Yeah it sounded like my story, so I was wondering if we had a sample of two now and some corroborating evidence, or if it was just me. 

I was never able to determine if it was Wally World grapes or a Burger King sausage biscuit. My money is on the grapes. It made a powerful enough impression on me that I haven't bought any more since then despite really liking those green seedless grapes.

Tom
 
Vagabound said:
 I haven't bought any more since then despite really liking those green seedless grapes.

You just need to wash them. Maybe with a spray bottle with water and a little vinegar in it. 

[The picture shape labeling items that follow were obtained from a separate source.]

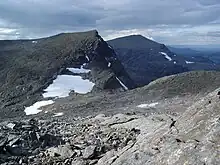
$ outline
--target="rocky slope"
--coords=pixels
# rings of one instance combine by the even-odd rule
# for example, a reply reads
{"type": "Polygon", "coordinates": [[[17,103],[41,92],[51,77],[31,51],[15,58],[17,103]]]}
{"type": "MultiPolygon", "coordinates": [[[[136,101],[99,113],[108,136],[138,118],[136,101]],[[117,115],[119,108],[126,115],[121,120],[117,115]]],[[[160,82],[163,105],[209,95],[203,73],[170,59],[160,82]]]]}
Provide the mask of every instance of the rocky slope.
{"type": "Polygon", "coordinates": [[[143,86],[157,78],[192,70],[219,70],[211,60],[174,54],[165,45],[141,35],[108,41],[131,78],[143,86]]]}
{"type": "Polygon", "coordinates": [[[24,107],[43,99],[66,68],[91,70],[80,76],[95,84],[94,91],[135,87],[115,52],[97,31],[59,34],[36,40],[0,41],[0,114],[24,115],[24,107]]]}
{"type": "Polygon", "coordinates": [[[183,73],[119,95],[69,96],[35,119],[4,120],[0,163],[218,165],[219,77],[183,73]],[[51,117],[61,107],[64,115],[51,117]]]}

One interesting thing if you are using raw eggs to make something is salmonella or e coli is on the outside of the egg, not the inside. If you dunk a raw egg into boiling water for about 30 seconds, it is safe.
 
Food poisoning twice in my life. Once in Flagstaff at a festival...lawrd have mercy = no fun! Couldn't drive home until I felt better and second time, meat from Safeway (was cooked even). Both cases would not wish that on anyone!
 
CautionToTheWind said:
Food poisoning twice in my life. Once in Flagstaff at a festival...lawrd have mercy = no fun! Couldn't drive home until I felt better and second time, meat from Safeway (was cooked even). Both cases would not wish that on anyone!

I've had it at least a couple times. The last one I remember was from smoked salmon. The one you buy in the deli part of a super market that comes packaged in plastic. I'm not 100% sure that was it, but 99.9% sure. I used to love that stuff, but haven't eaten it since. Thought I was going to die that night.
 
I've had food poisoning a number of times, mostly from restaurants
two hours of cold sweats, then calling Paul, then an hour or so later I'm ok
the few times me ad a friend got it at the same time, they seemed more affected than me, but they didn't sick it up as fast as me, either
 
Came home from Mexico once with three kinds of gut infection, including e coli and salmonella. Never been so sick in my life and am still dealing with the fallout five years later.